Spring Lawn Care – 7 Tips For A Healthy Lawn

Spring is upon us, which means the weather is much more inviting and offers a lot more color to our outdoor areas. It also means that there are some special considerations when you are taking care of your lawn. Temperatures fluctuate, rain is more likely, and storms start brewing that can bring along wicked winds and hail. Check out our 7 spring lawn care tips to easily manage your lawn and garden during this fresh, new season.

Tips to keep your lawn looking fresh this spring:

Know your grass

Cool-season grass

Cool-season turfgrasses are a type of grass that survives in ideal temperatures between 60 and 75°F. They have two growth spurts during the year – one in the spring and one in the fall. This grass can struggle during the summer, so spring maintenance is crucial.

Cool-season grasses:

  • Kentucky bluegrass
  • Rough bluegrass
  • Bentgrass
  • Perennial ryegrass
  • Fine fescue
  • Tall fescue

Warm-season grass

Warm-season grasses love the heat and are dormant during winter months. Their optimal temperatures are between 80 and 95°F. After the spring frost, they begin growing more and take off by the middle of summer. Note which type of grass you have, so you can better care for it, and focus on that maintenance when it’s most needed.

Warm-season grasses:

  • Bermuda grass
  • Augustine
  • Centipede grass
  • Zoysia grass

Clean up your yard

Rake up and remove any dead leaves, petals, and other debris from your garden and lawn. Pull out the weeds, and be sure you get the roots, so they don’t grow back. Not only will you be able to see what you’re working with better, but it also clears the way for new plants and flowers. You’ll also need to prune the plants that survived the winter so they can start growing again in the spring. If your flowers are blooming, prune them right away to allow for healthy growth.

Weed killers

Pesky weeds need to be stopped before they start. They thrive during the summer, which means you want to prevent them from sprouting in the spring. Pre-emergent herbicides work well, but if you’re going to go natural and chemical-free, cornmeal will do the trick.


You’ll know your lawn is struggling and not getting enough water when they hit their “stress point.” For Bermuda and Zoysia grasses, if your footprint does not bounce back, it’s time to up your watering regiment. St. Augustine grass will begin to fold when it’s thirsty. A simple rule of thumb during spring is to keep your lawn hydrated, but not flooded. If you set your sprinklers for 30 minutes, and you see stress points, increase the time. If you are watering for an hour a day, and the grass is moist by the next day, you’re giving it too much. Water in the morning so that the leaves will dry quickly with the sunlight and be less prone to disease.

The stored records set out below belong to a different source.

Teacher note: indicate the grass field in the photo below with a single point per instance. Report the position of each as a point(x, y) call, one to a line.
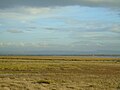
point(59, 73)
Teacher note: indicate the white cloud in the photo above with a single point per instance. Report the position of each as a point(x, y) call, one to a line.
point(115, 28)
point(14, 31)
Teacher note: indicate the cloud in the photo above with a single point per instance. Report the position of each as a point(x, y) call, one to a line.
point(115, 28)
point(53, 3)
point(14, 31)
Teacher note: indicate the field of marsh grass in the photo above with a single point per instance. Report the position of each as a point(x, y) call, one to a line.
point(59, 73)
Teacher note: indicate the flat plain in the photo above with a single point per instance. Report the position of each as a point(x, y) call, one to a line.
point(59, 73)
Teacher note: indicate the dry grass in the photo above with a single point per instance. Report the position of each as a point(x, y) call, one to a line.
point(59, 73)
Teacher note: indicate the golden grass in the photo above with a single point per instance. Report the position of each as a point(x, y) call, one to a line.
point(59, 73)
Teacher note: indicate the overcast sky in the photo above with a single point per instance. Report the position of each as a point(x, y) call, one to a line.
point(37, 27)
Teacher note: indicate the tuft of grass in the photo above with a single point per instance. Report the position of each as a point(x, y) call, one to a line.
point(43, 82)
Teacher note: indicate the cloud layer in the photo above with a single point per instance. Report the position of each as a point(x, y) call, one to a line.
point(53, 3)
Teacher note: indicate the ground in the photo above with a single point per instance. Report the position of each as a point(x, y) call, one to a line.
point(59, 73)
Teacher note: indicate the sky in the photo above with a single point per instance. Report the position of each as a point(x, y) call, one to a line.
point(59, 27)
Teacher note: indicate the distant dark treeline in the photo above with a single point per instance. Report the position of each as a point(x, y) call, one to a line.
point(65, 55)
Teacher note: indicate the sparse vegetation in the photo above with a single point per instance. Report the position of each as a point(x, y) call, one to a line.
point(59, 73)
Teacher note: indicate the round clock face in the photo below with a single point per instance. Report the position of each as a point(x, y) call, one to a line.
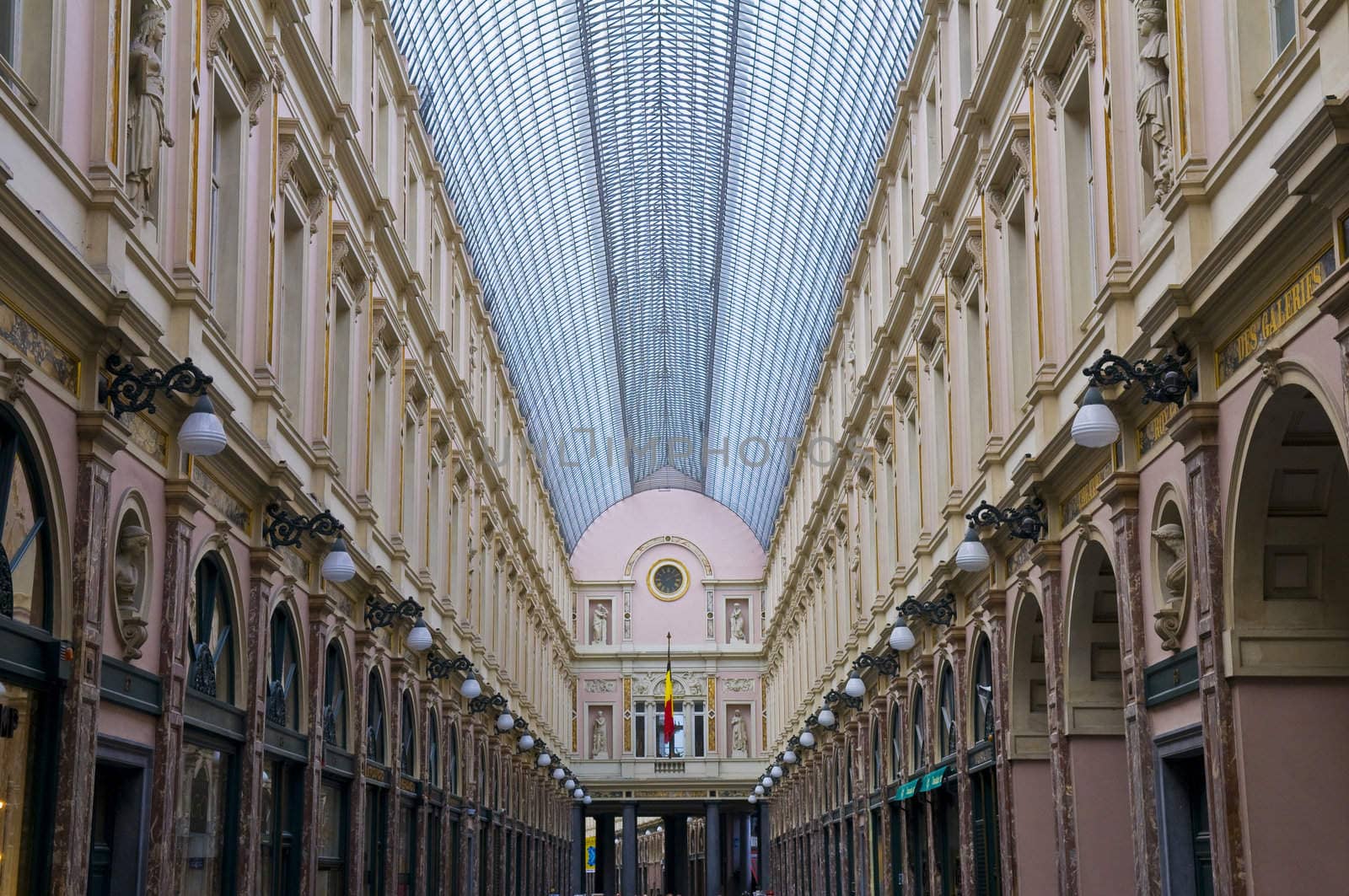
point(668, 579)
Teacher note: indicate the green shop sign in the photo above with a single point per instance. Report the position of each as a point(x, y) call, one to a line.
point(932, 779)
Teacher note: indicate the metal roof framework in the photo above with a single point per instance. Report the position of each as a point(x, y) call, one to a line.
point(661, 200)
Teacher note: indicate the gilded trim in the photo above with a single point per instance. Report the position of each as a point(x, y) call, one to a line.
point(1182, 100)
point(328, 316)
point(1110, 138)
point(195, 180)
point(271, 236)
point(1035, 199)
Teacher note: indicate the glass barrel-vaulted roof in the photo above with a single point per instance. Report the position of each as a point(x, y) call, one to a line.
point(661, 200)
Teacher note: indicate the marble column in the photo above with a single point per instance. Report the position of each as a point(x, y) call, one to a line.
point(182, 501)
point(578, 850)
point(766, 855)
point(1121, 494)
point(712, 850)
point(100, 437)
point(631, 849)
point(605, 864)
point(1047, 557)
point(1196, 427)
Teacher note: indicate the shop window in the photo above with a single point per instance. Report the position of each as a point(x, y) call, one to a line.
point(408, 737)
point(332, 838)
point(207, 807)
point(24, 536)
point(335, 696)
point(896, 743)
point(212, 667)
point(282, 693)
point(432, 750)
point(452, 747)
point(981, 696)
point(946, 713)
point(1184, 808)
point(917, 747)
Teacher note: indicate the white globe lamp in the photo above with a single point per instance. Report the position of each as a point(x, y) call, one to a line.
point(202, 432)
point(971, 555)
point(420, 637)
point(337, 564)
point(1094, 424)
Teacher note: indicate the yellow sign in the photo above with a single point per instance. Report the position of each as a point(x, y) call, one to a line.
point(1275, 316)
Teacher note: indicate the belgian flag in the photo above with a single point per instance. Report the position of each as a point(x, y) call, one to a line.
point(669, 700)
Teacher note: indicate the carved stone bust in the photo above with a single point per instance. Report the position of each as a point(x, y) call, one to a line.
point(128, 583)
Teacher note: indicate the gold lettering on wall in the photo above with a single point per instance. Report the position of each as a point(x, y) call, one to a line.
point(1271, 319)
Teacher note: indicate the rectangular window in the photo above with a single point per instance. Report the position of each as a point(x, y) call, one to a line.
point(204, 818)
point(332, 838)
point(1283, 24)
point(293, 311)
point(224, 213)
point(1079, 173)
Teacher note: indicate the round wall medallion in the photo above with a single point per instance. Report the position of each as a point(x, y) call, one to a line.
point(668, 579)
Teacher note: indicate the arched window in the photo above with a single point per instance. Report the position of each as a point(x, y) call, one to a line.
point(877, 767)
point(282, 693)
point(946, 713)
point(432, 749)
point(335, 696)
point(454, 760)
point(26, 579)
point(919, 747)
point(981, 695)
point(212, 667)
point(896, 743)
point(375, 720)
point(408, 737)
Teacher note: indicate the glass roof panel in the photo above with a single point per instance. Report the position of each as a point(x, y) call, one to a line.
point(661, 200)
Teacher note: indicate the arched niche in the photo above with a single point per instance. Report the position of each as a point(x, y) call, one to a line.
point(1093, 682)
point(1029, 695)
point(132, 572)
point(1288, 612)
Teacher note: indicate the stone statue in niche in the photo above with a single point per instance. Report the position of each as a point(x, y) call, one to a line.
point(599, 737)
point(739, 625)
point(599, 625)
point(128, 587)
point(1171, 615)
point(739, 737)
point(148, 126)
point(1153, 105)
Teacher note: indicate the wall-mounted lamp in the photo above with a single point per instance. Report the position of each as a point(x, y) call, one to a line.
point(283, 529)
point(1024, 523)
point(202, 433)
point(1164, 381)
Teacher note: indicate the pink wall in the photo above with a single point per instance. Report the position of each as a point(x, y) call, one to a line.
point(1034, 808)
point(604, 550)
point(1105, 831)
point(1295, 786)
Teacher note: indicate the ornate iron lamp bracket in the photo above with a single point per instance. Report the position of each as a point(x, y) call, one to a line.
point(1025, 521)
point(442, 667)
point(941, 612)
point(381, 613)
point(482, 703)
point(283, 529)
point(1162, 381)
point(132, 392)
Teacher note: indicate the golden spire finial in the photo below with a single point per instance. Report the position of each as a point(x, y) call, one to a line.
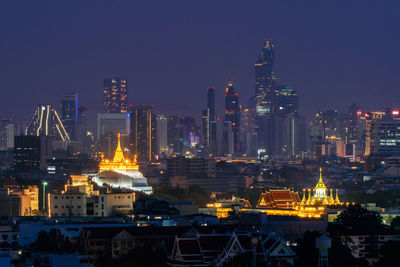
point(119, 154)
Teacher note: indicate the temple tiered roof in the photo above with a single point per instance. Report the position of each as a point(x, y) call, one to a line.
point(119, 162)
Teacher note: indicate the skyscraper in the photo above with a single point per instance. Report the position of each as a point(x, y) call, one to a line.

Those bare patches might not look very pretty, but it might be worth your time to skip seeding in the spring if you have cool-season grass in your yard. Fall is the ideal time to overseed the cool-season grasses so that the new grass is not competing to grow with crabgrass. However, if you have warm-season grass, late spring is the best option for you!


You may want to consider adding mulch, in addition to the fertilizers you put in your garden. Using 1-3 inches of mulch will help prevent annoying weeds and keep diseases at bay. This amount of mulch will also aid in keeping the moisture locked in. The best tip when adding mulch to your garden – place it a few inches from the plant stems; otherwise, the roots could behind to rot.


After cleanup and moisturizing, you’re ready to add new plants! Pansies, green vegetables, lilacs, tulips, snapdragons, and redbuds are all great spring additions. If you have tomato plants inside, it’s a good time to move them outside. Plant perennials, as you will need to replace annuals each year. Perennials will live for up to 3 years, and some can even survive winter freezes.